Stop au démantèlement des collectivités

Publié le par Gérard PIEL

François Hollande a confirmé sa volonté de supprimer les départements, de réduire autoritairement le nombre de régions en les fusionnant permettant ainsi aux grands groupes multinationaux de bénéficier de nouveaux marchés avec la casse des services publics. Que ce soit l’eau, l’énergie, le traitement des déchets, les transports publics, la santé, les grands groupes ont trouvé dans les métropoles et les nouvelles régions des débouchés juteux à la mesure de leur avidité.

Mais pour expliquer la fin de l’organisation territoriale de notre pays construite depuis des décennies, il faut des arguments à Hollande, ce sont les mêmes que Sarkozy.

Nos régions sont trop petites disent-ils.

Faux, avec 25 000m2 en moyenne, les régions françaises sont plus vastes que les lands allemands (21 000m2) ou les provinces italiennes (15 000m2), nos régions sont parmi les plus grandes d’Europe ! Voilà pour le premier mensonge.

Là où il y a un vrai défaut, c’est sur le montant des budgets des régions françaises, nettement inférieurs aux régions allemandes ou espagnoles. Fusionner deux régions pauvres ne servira pas à grand-chose sauf à faire une région pauvre plus grande.

Autre raison invoquée par Sarkozy et Hollande, le fameux millefeuille. IL y aurait un échelon administratif en trop !

Pourtant, la quasi-totalité des pays européens ont aussi leurs communes, leurs départements, leurs régions.
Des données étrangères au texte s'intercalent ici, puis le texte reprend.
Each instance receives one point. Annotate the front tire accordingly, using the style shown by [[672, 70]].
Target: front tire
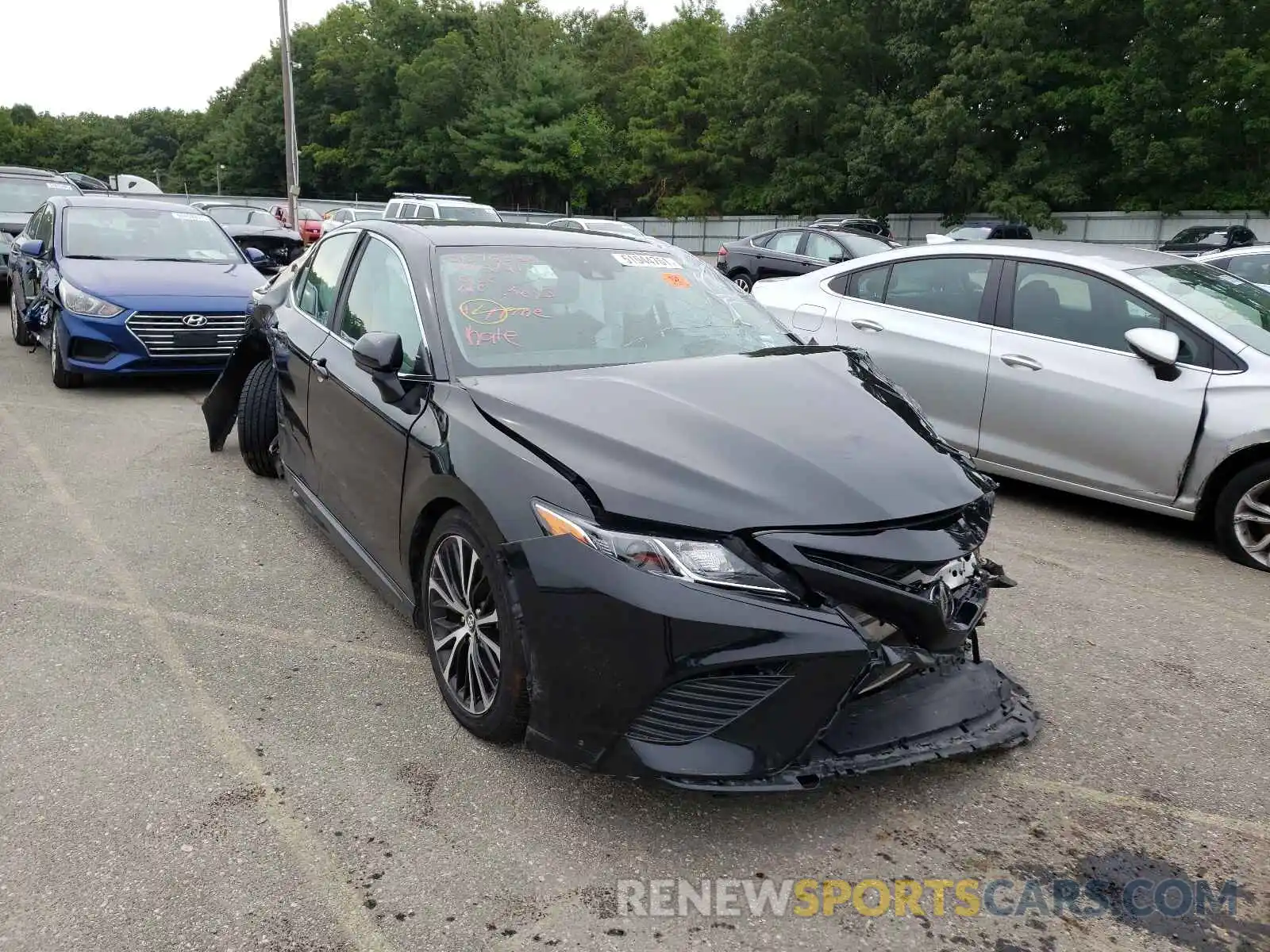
[[17, 325], [1242, 517], [63, 378], [258, 420], [471, 631]]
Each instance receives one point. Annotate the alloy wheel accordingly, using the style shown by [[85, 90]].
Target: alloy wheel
[[463, 622], [1253, 522]]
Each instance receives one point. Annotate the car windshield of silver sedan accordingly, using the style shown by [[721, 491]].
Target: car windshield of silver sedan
[[531, 309], [146, 235], [467, 213], [25, 196], [1232, 304]]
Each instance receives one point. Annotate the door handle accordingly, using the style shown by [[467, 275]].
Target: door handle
[[1020, 361]]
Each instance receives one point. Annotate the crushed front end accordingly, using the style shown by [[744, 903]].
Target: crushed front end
[[870, 663]]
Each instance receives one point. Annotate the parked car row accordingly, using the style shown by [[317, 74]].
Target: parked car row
[[1124, 374]]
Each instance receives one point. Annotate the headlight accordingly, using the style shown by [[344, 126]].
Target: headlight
[[690, 560], [83, 302]]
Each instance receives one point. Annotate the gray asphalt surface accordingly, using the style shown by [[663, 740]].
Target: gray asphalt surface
[[215, 736]]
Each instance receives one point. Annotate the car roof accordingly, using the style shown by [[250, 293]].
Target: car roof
[[1236, 251], [514, 234], [29, 171], [1075, 253], [98, 201]]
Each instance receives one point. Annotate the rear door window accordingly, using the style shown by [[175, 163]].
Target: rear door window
[[785, 241], [948, 286], [822, 247]]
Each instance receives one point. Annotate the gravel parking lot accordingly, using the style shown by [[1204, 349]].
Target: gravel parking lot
[[215, 736]]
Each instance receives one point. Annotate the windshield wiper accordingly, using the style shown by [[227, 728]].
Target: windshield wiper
[[190, 260]]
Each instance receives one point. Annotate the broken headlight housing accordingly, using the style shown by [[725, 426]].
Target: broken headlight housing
[[687, 560]]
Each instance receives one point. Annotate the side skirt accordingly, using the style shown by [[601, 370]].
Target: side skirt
[[349, 546]]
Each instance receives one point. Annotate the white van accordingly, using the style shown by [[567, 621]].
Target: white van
[[410, 205]]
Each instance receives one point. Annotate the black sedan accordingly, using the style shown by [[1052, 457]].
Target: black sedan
[[787, 251], [254, 228], [1203, 239], [639, 526]]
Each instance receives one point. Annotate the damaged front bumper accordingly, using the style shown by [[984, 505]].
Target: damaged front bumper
[[876, 666]]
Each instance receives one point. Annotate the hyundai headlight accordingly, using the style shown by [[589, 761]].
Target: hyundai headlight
[[84, 304], [689, 560]]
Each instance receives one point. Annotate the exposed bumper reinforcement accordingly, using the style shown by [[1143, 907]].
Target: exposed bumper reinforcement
[[952, 711]]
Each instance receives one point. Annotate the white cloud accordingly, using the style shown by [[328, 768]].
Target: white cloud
[[117, 56]]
La spécificité française est ailleurs : les départements ont plus de compétences que les régions à contrario des autres pays et nos communes sont beaucoup plus nombreuses 36 000 contre 14 000 en Allemagne, 8 000 en Espagne, autant en Italie…

Autre fausse évidence, on ferait des économies, peut-être quelques euros sur les indemnités d’élu si on réduit le nombre d’élus mais cela sera epsilon. Alors comment faire ces économies ? Sur les TER, sur l’entretien des lycées, des collèges, des routes, sur l’aide aux handicapés, l’allocation autonomie, le RSA ? Ou en cessant de subventionner les associations culturelles, sportives, de solidarité ?

Je rappelle que les collectivités financent à hauteur de 72% les investissements qui tiennent l’économie à bout de bras. Ce ne sont pas les entreprises !

Derrière tout cela, c’est l’idée de service public qui est en péril.

Réduire les dépenses publiques permettrait de baisser le niveau de participation des entreprises et du capital au financement de notre modèle français.

Suppression de la Taxe professionnelle, des cotisations sociales, du versement transport = moins de social, moins de protection sociale, moins de services publics.

Si on couple cela à la création des métropoles, la réforme des régions, la disparition des départements, la réduction du nombre de communes, nous voyons bien s’annoncer la fin des services publics de proximité. Plutôt que d’accélérer la catastrophe, on pourrait décider de faire un bilan des différentes réformes territoriales notamment celle de 2014.

Il est grand temps de poser les bases de la VIe république qui donne toute sa place aux collectivités dans un nouvel équilibre avec l’état et dans une conception de la démocratie où le peuple est souverain.